Support Questions
Find answers, ask questions, and share your expertise

NiFi PutKafka and Verifying Published Messages

I created a small dataflow to test PutKafka. The flow seems to be running successfully, however I am trying to verify that I can read messages from the Kafka topic to which the messages were published.

I am trying to verify the topic contains messages using kafka-console-consumer.sh (I also tried verifying within NiFi using GetKafka but was unsuccessful). I let the process run for awhile but it doesn’t produce any output after the initial {metadata.broker.list = …} output. When I Ctrl-C after a while, it says no messages were processed.

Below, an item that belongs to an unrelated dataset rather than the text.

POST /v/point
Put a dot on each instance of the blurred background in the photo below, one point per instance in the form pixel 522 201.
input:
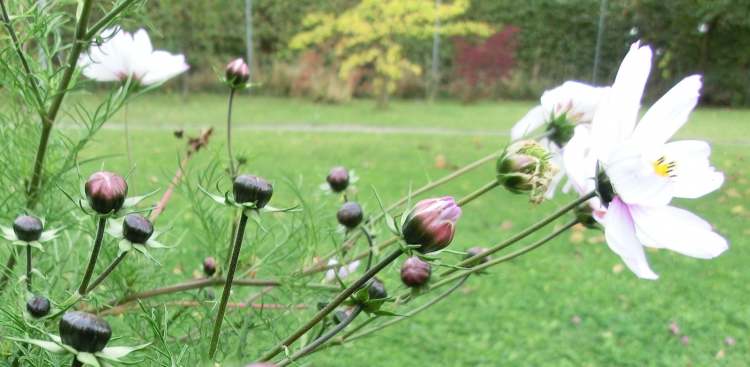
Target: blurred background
pixel 530 45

5681-screen-shot-2016-07-08-at-52129-pm.png

5682-screen-shot-2016-07-08-at-52606-pm.png

2 REPLIES 2

I think I partially figured out what is happening, understanding now that the first time a consumer is initiated, it will default to the very end of the log, i.e., the offset is initialized to the highest value. When I use

/usr/hdp/current/kafka-broker/bin/kafka-console-consumer.sh --zookeeper sandbox.hortonworks.com:2181 --topic cdr --from-beginning

I am able to retrieve the messages from the topic.

My question at this point is specific to the NiFi behavior. Is there a way to specify a property to emulate the --from-beginning behavior of kafka-console-consumer.sh?

In my case, I am starting the NiFi dataflow after the process that is generating data into the directory from which GetInput is pulling. In order to get the desired behavior, I changed Auto Offset Reset to 'smallest'.

My understanding (from this SO question) is that the auto.offset.reset configuration value is only relevant when the consumer group does not have a valid offset committed, say in ZK. I am curious about whether the GetKafka processor, for the same consumer group value, does store its offsets in ZK, affecting the behavior.